The conclusion that we came to was that to be gentle, you need to be strong. When a little brother is screaming in your face and you want to hit him, it takes more strength to talk gently to him than it does to sneak in a punch when nobody is looking. Strength, although not confined to the male population, is however something that is celebrated in men. How many men would realise that when they are being gentle towards other they are being strong? How often is gentleness celebrated in men?

Food for thought.... Anyway, my boys all thought of something they could do today that would be gentle and of course they prayed that the Holy Spirit would give them strength to be gentle. There is no point in trying to do it all in our own strength for we will fail every time. As I teach these truths to my boys I am seeing again how much we need God to live out our daily lives. And here I go, brewing a whole new blog before I've even finished this one!

Gentleness eh? Is it a possibility for my wild, active, extremely physical boys? Of course.....

Saturday 1 January 2011

Bravery

We were sitting around a dinner table with friends, playing that classic game "Knowing Me, Knowing You" and I had to answer the question "The bravest thing I have ever done is.......". Other people, guessing what my answer might be, offered such things as "marrying Jared "(well, that was brave, I don't deny it) or "speaking to the headteacher" (on a par with the first suggestion in bravery terms I feel). Racking my tired brain for an answer, I came up with travelling to Nepal and back on my own. This was a big adventure for me at 20 years old and one that I certainly don't think I could do now.

However, after coming home at the ridiculous hour of 12:30am and clambering into bed, I began to appraise my bravery levels. Had I really not done anything more brave than travel to the other side of the world on my own? Then it hit me.

I have spent the last 9 years being brave. Every day I have stayed at home with my insanity inducing small boys, I have been brave. Each morning I have woken up exhausted to yet another day full of toddler prattle, I have been brave. Each time I was disturbed in the night by a baby, toddler or nightmaring child, I have been brave. Every time I have changed pooey pants, I have been brave. Day and night when I had a baby screaming in my face without ceasing, I was brave.

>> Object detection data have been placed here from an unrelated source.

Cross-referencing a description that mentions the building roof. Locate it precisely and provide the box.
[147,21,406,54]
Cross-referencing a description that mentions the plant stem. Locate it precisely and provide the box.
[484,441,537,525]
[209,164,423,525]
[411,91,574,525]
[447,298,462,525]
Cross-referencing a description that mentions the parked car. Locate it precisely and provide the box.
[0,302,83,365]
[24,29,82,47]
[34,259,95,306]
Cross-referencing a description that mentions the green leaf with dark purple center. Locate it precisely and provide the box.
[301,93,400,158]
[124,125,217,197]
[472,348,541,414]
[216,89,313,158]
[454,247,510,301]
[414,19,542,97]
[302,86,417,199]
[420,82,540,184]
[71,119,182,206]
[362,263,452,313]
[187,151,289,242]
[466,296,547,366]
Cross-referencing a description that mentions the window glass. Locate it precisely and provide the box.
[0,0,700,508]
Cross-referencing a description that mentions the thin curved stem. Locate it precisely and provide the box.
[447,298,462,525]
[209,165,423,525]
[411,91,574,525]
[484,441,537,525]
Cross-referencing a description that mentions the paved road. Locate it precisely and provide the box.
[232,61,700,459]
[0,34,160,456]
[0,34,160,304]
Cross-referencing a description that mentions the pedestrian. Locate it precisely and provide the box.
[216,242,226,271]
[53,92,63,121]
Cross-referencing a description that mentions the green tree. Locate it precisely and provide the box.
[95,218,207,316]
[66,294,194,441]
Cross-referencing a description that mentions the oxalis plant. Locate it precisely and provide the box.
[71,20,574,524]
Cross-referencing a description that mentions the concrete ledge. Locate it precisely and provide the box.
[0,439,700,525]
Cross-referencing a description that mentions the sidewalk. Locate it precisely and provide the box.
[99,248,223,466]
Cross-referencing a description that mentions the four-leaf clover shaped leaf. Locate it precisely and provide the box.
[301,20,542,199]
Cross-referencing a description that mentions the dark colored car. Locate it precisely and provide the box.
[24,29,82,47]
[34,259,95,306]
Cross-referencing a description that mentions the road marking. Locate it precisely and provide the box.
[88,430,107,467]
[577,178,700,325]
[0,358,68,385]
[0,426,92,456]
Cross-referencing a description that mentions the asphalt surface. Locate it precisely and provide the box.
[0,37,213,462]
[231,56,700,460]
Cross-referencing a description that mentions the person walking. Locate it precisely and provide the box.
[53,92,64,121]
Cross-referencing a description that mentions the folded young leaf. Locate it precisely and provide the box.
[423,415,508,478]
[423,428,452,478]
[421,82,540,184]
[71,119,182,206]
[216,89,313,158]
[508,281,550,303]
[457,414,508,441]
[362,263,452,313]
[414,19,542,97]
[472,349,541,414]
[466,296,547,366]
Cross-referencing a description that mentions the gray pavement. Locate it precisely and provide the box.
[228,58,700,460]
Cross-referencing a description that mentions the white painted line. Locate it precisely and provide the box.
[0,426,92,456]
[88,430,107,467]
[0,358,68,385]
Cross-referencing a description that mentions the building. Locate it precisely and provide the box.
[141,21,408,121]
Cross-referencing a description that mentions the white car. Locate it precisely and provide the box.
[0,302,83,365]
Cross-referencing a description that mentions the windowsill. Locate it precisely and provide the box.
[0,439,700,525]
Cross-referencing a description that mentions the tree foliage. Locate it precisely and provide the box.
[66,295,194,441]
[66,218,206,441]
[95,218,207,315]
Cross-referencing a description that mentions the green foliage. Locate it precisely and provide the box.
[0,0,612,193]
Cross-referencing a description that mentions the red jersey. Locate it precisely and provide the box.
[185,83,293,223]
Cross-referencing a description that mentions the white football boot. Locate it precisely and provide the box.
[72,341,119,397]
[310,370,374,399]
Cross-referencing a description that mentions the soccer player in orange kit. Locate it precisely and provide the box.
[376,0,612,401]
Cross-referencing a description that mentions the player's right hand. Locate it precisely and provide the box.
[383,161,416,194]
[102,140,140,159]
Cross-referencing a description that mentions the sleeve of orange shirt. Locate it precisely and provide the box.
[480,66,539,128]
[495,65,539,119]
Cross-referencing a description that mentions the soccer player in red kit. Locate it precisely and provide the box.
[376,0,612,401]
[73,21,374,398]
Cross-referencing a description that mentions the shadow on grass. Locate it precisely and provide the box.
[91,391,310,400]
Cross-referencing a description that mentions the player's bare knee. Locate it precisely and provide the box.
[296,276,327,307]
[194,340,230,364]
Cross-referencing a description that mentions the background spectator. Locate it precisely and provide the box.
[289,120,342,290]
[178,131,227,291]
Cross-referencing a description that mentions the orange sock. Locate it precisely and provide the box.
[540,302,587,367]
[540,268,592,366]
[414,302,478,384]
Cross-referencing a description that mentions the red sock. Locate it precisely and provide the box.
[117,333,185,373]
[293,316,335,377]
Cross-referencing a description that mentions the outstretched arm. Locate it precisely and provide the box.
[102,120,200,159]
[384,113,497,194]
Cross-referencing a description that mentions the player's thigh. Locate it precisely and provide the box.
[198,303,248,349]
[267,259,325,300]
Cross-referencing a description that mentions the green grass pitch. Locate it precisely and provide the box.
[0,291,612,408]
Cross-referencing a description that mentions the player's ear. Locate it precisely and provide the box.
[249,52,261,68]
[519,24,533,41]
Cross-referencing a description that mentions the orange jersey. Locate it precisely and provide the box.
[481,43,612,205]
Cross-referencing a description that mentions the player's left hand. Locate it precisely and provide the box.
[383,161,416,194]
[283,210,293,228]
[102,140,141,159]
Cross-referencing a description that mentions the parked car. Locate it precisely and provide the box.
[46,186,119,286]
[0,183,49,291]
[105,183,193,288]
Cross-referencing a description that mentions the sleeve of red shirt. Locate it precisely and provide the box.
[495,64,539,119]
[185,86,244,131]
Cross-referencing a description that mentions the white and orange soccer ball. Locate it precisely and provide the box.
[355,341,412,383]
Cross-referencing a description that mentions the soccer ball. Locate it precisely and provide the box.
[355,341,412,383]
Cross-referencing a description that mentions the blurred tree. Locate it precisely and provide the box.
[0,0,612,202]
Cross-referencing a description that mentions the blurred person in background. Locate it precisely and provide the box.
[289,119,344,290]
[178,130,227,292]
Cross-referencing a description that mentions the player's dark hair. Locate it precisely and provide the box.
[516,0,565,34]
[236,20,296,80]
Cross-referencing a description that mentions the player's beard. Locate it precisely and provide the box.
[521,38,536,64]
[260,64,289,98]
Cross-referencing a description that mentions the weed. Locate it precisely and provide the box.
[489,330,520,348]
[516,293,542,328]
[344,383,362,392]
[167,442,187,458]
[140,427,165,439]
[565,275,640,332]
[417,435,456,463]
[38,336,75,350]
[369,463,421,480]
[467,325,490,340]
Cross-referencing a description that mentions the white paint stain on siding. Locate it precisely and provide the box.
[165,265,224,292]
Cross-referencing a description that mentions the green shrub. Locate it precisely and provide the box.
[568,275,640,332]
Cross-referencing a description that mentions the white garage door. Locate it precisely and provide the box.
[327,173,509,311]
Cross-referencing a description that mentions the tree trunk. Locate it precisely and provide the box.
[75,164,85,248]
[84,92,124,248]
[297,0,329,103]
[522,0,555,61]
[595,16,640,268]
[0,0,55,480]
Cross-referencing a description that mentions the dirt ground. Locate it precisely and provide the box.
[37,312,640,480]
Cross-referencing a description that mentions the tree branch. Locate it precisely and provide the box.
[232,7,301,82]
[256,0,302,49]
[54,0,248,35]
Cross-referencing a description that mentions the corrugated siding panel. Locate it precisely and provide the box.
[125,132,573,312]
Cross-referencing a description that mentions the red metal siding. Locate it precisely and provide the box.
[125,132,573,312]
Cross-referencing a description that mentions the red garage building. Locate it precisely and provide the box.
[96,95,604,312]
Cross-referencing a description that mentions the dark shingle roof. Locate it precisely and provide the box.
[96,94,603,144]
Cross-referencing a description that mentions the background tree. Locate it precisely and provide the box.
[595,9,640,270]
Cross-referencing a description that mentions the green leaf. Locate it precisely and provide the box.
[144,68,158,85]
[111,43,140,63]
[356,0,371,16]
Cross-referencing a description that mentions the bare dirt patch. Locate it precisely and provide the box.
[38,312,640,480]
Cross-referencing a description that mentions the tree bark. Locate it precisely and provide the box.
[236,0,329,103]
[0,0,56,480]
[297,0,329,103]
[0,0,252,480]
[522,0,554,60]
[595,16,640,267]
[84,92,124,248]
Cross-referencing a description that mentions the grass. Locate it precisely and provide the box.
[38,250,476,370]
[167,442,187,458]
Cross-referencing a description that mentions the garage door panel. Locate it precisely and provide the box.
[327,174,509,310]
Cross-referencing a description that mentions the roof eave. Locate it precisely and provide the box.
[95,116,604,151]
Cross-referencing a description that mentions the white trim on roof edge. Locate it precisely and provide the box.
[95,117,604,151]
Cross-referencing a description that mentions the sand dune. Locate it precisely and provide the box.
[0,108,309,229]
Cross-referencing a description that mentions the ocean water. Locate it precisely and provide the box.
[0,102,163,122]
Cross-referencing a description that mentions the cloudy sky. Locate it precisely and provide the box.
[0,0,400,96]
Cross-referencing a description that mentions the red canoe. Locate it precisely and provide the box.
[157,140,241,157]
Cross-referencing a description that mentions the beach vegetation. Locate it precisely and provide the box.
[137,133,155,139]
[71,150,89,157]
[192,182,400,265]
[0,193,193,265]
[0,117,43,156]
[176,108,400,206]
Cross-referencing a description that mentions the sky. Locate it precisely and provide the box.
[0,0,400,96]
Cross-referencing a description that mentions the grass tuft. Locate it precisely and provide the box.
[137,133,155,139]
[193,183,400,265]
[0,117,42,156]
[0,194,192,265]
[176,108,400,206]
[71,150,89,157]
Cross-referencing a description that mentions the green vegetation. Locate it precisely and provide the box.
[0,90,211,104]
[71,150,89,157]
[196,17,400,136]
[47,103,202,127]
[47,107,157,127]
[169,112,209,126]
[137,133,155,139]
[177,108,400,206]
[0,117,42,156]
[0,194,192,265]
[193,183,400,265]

If I am honest, which of course I always am on here, there have been many many times when I have not wanted to stay here. There have been times when I have wanted to drop the washing up gloves, the nappies and the dirty washing and just walk out. There have been plenty of times when I have been tempted to abandon ship. There have been times when, tearing my hair out with the constant demands and fighting, I have felt like giving up. Sometimes, I have left the house, had a good cry in the car, and come back again.

It takes bravery to be a Mum. Speaking softly instead of shouting, takes bravery. Walking away instead of losing your temper and hurting your child, takes bravery. Staying day in, day out, when everything in you wants to leave, takes bravery.

So, what is the bravest thing I've done in my life? Without any doubt, being a Mum.